Which refactorings best reduce transitive dependency?

Fowler classifies his refactorings under six pragmatic headings, but a timid step towards finding the, "Best," refactorings might be to re-classify Fowler's refactorings with respect to structure. This will identify the structural element to which each refactoring primarily applies - these elements, in Java, being the method, class and package - and will show whether the refactoring creates (C) or destroys (D) elements, or merely transforms (T) element relationships without creating or destroying elements. This page presents the full list but a sample suffices here; table 1 shows the refactorings that Fowler categorizes as the, "Composing methods," refactorings.

Refactoring Method Class Package
Extract Method C
Inline Method D
Inline Temp
Replace Temp with Query C
Introduce Explaining Variable
Split Temporary Variable
Remove Assignments
to Parameters
Replace Method with
Method Object
C
Substitute Algorithm

Table 1: Composing methods, viewed as Creating, Deleting or Transforming.

Two points stand out.

Firstly, this new classification concerns the, "Primary," effect of a refactoring. "Replace Method with Method Object," for instance, has at least two effects: the deletion (or perhaps alteration) of the relevant method and the creation of the new class to harbor the itinerant behaviour. Most programmers, perhaps, would see the primary effect as the creating of the new class, hence the classification; all models discard some information and here method-deletion, judged of lesser significance, vanishes from view. Granted, some subjectivity seeps into the analysis here, but hopefully not so much as to invalidate the exercise.
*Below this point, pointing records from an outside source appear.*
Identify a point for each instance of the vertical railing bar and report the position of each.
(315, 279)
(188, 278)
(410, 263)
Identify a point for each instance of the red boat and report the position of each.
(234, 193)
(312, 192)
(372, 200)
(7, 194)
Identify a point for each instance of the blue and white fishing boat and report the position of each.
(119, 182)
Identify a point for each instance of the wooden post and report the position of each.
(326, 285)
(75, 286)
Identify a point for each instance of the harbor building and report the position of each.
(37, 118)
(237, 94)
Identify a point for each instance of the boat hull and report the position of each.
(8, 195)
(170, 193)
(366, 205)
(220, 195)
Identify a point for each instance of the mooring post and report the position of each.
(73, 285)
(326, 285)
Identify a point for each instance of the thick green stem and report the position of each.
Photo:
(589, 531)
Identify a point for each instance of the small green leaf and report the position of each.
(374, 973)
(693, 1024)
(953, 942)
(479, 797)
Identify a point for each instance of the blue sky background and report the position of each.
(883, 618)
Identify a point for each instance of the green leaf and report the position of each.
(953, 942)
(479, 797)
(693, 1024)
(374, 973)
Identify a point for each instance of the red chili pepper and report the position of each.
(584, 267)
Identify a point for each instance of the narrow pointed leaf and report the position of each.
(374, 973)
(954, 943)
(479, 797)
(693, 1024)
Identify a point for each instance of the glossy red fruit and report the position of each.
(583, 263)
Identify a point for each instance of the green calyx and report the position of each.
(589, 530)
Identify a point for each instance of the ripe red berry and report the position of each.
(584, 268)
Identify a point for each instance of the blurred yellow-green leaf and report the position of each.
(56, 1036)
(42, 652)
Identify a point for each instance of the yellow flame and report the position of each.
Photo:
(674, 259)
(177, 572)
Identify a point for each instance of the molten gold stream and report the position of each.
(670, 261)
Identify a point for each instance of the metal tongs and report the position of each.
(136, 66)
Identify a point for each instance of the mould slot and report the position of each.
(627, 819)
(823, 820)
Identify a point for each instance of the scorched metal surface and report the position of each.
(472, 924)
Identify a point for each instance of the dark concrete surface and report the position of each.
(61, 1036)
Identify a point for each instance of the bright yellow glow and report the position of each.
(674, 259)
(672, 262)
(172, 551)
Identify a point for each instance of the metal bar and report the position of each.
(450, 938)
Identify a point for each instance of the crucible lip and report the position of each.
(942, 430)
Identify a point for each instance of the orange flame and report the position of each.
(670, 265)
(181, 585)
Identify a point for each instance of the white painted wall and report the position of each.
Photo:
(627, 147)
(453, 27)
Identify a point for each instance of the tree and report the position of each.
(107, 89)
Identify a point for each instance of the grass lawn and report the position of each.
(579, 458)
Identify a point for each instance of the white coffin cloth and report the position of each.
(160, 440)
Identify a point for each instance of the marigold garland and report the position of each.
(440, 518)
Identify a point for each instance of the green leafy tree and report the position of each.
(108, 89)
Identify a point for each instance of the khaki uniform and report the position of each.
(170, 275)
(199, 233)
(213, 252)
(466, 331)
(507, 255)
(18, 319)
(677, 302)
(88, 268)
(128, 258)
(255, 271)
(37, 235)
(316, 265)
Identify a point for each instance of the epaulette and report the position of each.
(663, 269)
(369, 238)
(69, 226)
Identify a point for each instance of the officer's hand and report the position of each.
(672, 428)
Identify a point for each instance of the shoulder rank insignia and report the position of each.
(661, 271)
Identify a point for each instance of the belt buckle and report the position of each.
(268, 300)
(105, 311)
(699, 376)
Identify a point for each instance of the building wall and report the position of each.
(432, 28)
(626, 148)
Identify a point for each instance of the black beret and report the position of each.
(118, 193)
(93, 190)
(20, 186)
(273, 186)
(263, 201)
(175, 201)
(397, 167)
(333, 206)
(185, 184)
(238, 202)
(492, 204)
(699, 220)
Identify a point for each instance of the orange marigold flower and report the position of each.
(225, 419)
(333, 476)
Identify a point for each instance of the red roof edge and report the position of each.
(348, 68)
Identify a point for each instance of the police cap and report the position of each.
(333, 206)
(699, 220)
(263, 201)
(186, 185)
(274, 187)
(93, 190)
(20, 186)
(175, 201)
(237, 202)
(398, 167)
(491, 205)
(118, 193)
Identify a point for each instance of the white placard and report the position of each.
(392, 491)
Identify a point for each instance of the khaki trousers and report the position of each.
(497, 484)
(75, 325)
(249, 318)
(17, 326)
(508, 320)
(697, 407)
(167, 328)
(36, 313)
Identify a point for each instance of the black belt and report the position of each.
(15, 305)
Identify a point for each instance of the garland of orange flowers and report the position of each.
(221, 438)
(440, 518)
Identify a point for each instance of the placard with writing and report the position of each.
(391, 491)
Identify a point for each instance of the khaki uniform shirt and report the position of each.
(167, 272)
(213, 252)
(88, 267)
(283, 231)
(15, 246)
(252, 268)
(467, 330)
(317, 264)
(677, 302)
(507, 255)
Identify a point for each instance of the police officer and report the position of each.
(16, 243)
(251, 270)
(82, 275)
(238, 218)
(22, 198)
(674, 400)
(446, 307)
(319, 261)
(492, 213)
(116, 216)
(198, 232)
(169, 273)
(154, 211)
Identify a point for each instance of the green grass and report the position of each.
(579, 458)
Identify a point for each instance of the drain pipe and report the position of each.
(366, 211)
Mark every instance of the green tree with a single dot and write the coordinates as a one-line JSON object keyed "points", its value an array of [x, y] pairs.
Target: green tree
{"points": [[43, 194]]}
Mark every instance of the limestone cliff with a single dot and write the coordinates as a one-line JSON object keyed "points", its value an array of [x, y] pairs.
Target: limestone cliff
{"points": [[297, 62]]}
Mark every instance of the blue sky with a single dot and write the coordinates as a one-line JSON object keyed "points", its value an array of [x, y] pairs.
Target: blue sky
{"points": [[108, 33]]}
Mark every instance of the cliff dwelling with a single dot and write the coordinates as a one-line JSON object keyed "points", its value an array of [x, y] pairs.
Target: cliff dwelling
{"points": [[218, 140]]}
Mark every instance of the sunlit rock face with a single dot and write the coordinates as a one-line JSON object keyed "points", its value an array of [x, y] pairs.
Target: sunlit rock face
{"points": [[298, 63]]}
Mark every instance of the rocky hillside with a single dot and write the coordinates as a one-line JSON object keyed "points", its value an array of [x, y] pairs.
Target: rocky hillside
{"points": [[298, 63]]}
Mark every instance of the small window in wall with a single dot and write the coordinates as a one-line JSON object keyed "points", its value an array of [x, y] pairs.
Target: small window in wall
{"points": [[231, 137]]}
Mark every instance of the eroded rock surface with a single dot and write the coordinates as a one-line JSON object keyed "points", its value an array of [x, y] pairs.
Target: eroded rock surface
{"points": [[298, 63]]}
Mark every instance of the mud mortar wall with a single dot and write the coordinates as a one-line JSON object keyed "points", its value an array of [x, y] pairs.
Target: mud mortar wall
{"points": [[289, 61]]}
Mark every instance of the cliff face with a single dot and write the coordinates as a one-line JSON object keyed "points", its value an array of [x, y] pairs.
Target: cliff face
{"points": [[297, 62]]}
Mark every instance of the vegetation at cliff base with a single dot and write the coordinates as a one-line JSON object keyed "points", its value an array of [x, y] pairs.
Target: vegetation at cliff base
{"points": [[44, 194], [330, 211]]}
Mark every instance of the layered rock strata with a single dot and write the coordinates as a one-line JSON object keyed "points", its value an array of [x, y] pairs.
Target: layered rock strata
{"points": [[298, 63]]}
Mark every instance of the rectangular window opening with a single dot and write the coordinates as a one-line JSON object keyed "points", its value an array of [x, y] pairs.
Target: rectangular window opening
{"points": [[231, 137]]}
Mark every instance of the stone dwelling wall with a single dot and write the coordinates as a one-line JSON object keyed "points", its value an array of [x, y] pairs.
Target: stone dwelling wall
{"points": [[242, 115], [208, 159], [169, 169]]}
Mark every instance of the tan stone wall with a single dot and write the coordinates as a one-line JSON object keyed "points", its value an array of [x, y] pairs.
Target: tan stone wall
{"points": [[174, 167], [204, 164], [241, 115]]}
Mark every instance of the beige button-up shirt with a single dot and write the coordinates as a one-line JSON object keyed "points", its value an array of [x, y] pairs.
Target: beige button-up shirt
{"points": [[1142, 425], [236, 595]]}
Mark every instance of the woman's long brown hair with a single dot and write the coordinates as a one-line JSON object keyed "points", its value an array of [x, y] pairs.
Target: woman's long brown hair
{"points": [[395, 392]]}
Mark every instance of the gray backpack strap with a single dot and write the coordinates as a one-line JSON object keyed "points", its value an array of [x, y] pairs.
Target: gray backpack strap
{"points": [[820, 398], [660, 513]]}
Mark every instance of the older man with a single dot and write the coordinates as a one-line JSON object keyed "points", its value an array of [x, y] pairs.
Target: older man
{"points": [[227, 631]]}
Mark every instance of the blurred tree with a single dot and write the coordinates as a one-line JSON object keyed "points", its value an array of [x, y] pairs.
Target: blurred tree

Secondly, the majority of the refactorings in the table appear to have no structural impact: they have no C, D or T under any heading. This, of course, sounds ludicrous. The cause of the confusion lies in the half-truth told above, namely that Java has only three structural elements: method, class and package. A fourth structural element of course exists: the lines of source code themselves, their variables, for-loops, operators, etc. Crucial though these are, such micro-structures find themselves excluded from analysis because they fail to contribute powerfully to ripple effect. Ripple effect necessarily involves non-local change and Java jails source code within methods (and initialization blocks): if a method invokes no others then it cannot be affected by changes in any others.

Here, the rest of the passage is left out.